Senator BROWN (1:07 PM) —That is not my advice, Mr Temporary Chairman, and I suggest that you take advice.


The TEMPORARY CHAIRMAN —I have.


Senator BROWN —I suggest that you take advice from the President on the matter before you declare the procedure as improper. We are dealing with a tariff here rather than a tax as such. I would be quite happy to move that the Senate await a ruling on that before we proceed.


The TEMPORARY CHAIRMAN —I have given you a ruling, Senator Brown, referring to Odgers' Australian Senate Practice, chapter 13 `Financial Legislation' and we have had that checked by two independent authorities from the Clerk's office.


Senator BROWN —I disagree with the ruling and I will therefore write such.


The TEMPORARY CHAIRMAN —Very well, Senator Brown. I am telling you the consequences of your amendment but you can proceed if you want to.

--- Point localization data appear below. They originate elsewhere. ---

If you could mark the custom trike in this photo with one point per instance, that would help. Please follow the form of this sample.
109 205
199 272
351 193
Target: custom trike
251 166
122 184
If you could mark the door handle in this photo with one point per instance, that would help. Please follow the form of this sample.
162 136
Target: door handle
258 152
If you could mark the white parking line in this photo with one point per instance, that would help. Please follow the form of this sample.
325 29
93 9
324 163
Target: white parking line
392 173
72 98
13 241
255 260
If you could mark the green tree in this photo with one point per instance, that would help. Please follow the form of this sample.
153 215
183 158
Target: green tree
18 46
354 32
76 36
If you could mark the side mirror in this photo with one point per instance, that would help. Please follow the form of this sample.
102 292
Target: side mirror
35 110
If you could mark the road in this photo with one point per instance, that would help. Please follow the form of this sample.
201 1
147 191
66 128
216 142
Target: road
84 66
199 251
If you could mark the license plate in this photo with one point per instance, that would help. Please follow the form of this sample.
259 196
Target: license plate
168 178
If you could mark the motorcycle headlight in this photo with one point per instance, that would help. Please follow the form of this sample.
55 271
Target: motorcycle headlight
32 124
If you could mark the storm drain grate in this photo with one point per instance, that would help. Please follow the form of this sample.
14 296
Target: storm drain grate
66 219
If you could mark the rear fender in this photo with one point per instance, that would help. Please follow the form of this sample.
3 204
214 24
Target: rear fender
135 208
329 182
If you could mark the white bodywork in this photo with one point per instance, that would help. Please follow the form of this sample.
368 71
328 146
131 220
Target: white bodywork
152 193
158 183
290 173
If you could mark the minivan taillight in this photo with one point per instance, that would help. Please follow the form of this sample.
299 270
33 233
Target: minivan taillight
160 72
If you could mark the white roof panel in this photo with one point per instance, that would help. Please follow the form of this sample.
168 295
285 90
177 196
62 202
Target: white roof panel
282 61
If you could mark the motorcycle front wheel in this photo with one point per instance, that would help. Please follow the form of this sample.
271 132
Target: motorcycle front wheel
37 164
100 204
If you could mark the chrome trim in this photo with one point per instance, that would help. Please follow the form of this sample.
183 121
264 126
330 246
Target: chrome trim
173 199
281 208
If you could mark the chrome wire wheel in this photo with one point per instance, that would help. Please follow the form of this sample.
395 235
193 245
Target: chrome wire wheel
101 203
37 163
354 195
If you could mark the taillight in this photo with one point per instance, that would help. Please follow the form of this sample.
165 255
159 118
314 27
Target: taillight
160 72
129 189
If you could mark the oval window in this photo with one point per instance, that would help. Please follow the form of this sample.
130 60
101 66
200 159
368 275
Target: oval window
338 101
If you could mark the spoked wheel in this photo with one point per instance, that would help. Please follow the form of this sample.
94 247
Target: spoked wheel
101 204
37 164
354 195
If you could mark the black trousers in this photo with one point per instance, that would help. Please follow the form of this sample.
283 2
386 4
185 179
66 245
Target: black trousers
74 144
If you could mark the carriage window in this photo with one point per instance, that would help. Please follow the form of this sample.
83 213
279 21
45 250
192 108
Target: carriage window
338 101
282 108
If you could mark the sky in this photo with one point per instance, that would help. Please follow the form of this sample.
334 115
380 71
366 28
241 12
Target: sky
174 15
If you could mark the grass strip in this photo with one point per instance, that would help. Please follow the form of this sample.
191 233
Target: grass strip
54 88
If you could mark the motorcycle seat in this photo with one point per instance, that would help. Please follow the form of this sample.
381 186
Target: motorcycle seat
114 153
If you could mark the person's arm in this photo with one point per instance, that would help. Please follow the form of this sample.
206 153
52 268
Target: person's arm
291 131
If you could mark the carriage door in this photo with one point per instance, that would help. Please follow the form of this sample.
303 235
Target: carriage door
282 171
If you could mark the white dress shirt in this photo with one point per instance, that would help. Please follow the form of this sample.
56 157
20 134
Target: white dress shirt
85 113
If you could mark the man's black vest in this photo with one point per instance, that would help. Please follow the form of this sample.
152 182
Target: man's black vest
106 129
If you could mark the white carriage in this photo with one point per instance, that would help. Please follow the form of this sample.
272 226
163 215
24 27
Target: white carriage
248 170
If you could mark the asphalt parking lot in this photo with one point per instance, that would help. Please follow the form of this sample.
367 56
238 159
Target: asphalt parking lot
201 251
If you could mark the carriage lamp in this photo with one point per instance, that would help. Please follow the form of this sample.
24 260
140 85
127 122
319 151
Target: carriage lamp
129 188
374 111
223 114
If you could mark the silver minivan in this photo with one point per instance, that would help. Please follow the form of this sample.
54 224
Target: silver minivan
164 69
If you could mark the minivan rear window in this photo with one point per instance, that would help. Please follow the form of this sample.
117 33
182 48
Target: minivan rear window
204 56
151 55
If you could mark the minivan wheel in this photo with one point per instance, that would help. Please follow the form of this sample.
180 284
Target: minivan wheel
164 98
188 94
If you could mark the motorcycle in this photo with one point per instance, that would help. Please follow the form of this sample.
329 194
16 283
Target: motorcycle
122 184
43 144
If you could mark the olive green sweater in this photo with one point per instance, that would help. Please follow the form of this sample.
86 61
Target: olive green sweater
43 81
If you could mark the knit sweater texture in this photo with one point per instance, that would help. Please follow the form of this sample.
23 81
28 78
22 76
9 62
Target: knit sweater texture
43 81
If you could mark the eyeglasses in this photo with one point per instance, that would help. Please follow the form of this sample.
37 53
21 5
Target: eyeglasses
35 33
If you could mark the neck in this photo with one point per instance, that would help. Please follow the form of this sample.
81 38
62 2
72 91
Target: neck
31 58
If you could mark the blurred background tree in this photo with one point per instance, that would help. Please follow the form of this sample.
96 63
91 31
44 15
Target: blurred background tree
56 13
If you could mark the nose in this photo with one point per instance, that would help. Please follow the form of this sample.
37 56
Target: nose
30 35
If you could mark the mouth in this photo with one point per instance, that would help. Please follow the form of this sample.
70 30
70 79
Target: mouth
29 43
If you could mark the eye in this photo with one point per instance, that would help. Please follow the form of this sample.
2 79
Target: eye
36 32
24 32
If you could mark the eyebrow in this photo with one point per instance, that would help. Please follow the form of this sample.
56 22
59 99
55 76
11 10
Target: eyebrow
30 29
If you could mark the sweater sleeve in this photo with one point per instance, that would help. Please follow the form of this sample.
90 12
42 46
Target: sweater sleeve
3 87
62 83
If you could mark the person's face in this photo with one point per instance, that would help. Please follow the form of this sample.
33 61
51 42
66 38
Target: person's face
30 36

Senator BROWN —I certainly will, but I am flagging a disagreement with your ruling until we have further advice on it. Let me go back to Senator Minchin's statement of `the Greens in the guise of Senator Brown'. I am here as a Green and I accept Senator Minchin as a government and Liberal Party senator and I hope he gets the same respect from across the chamber. When it comes to families, what he was talking about is bunkum. I referred to the fact that only some 10 per cent of people do get off the road in their vehicles, so we are dealing with the 90 per cent of people whom he did not meet at Innamincka. I also want to draw his attention to the fact that, even if you do take all the four-wheel drives into account, 80 per cent of Australians are buying conventional sedans. They are families and they are the people that this government is punishing with an extra $5,000 impost. That is the way that it goes. This government is penalising families because it is not giving them the same tariff break when it comes to imported—



Senator BROWN —Yes. Senator Minchin is caught by his own argument there. He is penalising families that do not have four-wheel drive vehicles—which is most of them. I would have thought that he would have thought better than that. When it comes to the car industry, I advise him to consult with them as to whether they think they would do better making four-wheel drives in Australia with a five per cent tariff on imported vehicles than they would with a 15 per cent tariff on imported vehicles, which is what this move would mean. Of course, that is nonsense. It would be in the interests of the Australian car industry to have this tariff matter fixed up. It will help to protect jobs. It will help to protect the industry itself and, as I have indicated, it will certainly help the environment at least while we are in this phase where most of these vehicles are being imported.